Bélgica. Escolas incendiadas em manifestações contra programa de educação sexual

por Rachel Mestre Mesquita - RTP
Johanna Geron - Reuters

Um clima de tensão marca o arranque do ano letivo na Bélgica, com a intensificação de manifestações e ações judiciais contra o programa de "educação para as relações, a vida afetiva e sexual" (EVRAS), a culminar em atos de vandalismo em escolas de Bruxelas e da Valónia, nos últimos dias. Uma campanha de desinformação - levada a cabo por extremistas religiosos muçulmanos e católicos, que acreditam que o objetivo do programa é hipersexualizar as crianças - está na origem dos desacatos, avança o Le Monde.
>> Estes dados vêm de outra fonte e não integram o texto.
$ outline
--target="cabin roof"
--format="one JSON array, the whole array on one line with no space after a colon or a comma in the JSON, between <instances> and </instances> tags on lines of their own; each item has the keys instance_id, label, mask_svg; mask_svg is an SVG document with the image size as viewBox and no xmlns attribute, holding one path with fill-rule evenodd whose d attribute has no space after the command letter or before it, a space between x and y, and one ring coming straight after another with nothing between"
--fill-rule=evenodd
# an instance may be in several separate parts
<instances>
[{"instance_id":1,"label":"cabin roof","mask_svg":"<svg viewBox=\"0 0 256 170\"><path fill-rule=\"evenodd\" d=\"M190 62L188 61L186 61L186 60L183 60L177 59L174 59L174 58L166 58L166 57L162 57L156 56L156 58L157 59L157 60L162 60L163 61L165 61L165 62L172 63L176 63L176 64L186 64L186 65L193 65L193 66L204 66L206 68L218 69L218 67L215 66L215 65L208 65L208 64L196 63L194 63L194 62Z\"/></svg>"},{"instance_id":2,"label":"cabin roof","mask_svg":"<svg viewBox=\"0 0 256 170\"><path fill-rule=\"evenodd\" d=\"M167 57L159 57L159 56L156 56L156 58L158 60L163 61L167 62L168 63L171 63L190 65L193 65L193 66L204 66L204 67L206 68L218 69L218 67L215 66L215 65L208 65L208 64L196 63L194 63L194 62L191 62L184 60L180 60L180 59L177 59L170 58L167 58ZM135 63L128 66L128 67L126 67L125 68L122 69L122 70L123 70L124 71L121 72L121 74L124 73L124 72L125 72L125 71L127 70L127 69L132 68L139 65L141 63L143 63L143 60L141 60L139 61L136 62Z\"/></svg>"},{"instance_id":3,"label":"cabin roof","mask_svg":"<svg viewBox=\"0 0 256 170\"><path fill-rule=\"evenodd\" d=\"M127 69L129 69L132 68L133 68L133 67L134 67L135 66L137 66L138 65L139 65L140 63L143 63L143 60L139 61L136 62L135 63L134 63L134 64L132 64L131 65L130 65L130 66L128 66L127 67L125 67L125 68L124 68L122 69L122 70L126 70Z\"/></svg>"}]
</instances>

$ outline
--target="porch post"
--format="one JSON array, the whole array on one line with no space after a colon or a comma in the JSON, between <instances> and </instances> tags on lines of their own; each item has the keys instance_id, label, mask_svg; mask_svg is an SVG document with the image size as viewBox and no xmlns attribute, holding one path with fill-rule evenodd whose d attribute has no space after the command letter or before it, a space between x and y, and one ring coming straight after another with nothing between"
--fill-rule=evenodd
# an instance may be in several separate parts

Apesar de a educação sexual ser obrigatória na Bélgica desde 2012, foi adotado pelo Parlamento da Federação da Valónia-Bruxelas no início do mês, dia 7, o projeto do decreto do programa "educação para as relações, a vida afetiva e sexual" (Evras) nas escolas de língua francesa, promovido pela ministra belga da Educação francófona, Caroline Désir.

Trata-se de uma formação anual obrigatória, com a duração de apenas duas horas, destinada a pré-adolescentes e adolescentes, que visa promover “o respeito pelos outros” e a “igualdade”, assim como “prevenir a violência nas relações”, "desconstruir estereótipos sexistas e homofóbicos", "prevenir gravidezes não planeadas" e "reduzir as infeções sexualmente transmissíveis".

Apesar de ser considerado um "instrumento de saúde pública para as escolas", como explica o jornal belga Le Soir, o programa de educação sexual não foi bem aceite por muitos dos pais e associações de origem conservadora, nomeadamente católicos e muçulmanos, que o desvirtuaram ao considerá-lo um "projeto de sexualização de crianças" ou "de pedofilia institucional", como noticia o jornal francês Le Monde.

O controverso programa Evras tem sido objeto de vários mal-entendidos, fake news e teorias da conspiração difundidas nas redes sociais, o que espoletou o ataque a pelo menos oito estabelecimentos de ensino, na parte francófona da Bélgica, só na última semana.

Estão em curso investigações para determinar a causa dos incêndios, no entanto as autoridades não têm dúvidas de que se trata de um ato criminoso, motivado pela ira dos opositores do programa. É possível ler nas paredes das escolas vandalizadas "No Evras", o que significa não à "educação para a vida relacional, afetiva e sexual".

Apesar de os atos de vandalismo não terem causado feridos e os prejuízos materiais serem pequenos, em entrevista à RTBF Paul Magnette, presidente da câmara de Charleroi, a maior cidade da região da Valónia, no sul do país, considerou os ataques como um "ato de terrorismo" contra a "liberdade pública, a liberdade de ensino".

"Estes ataques, estes atos de pura barbárie contra as escolas, devem ser levados muito a sério", afirmou Paul Magnette.

De acordo com a RTL Info, na manhã desta segunda-feira, as autoridades belgas nacionais e locais de Charleroi e Liège, estiveram reunidas com o Organismo de Coordenação para a Análise da Ameaça (OCAM) para fazer um ponto de situação, após o fim de semana de desacatos, mas não foram tomadas novas medidas. O atual sistema em vigor, revisto e reforçado na passada sexta-feira, vigorará enquanto for considerado adequado e suficiente.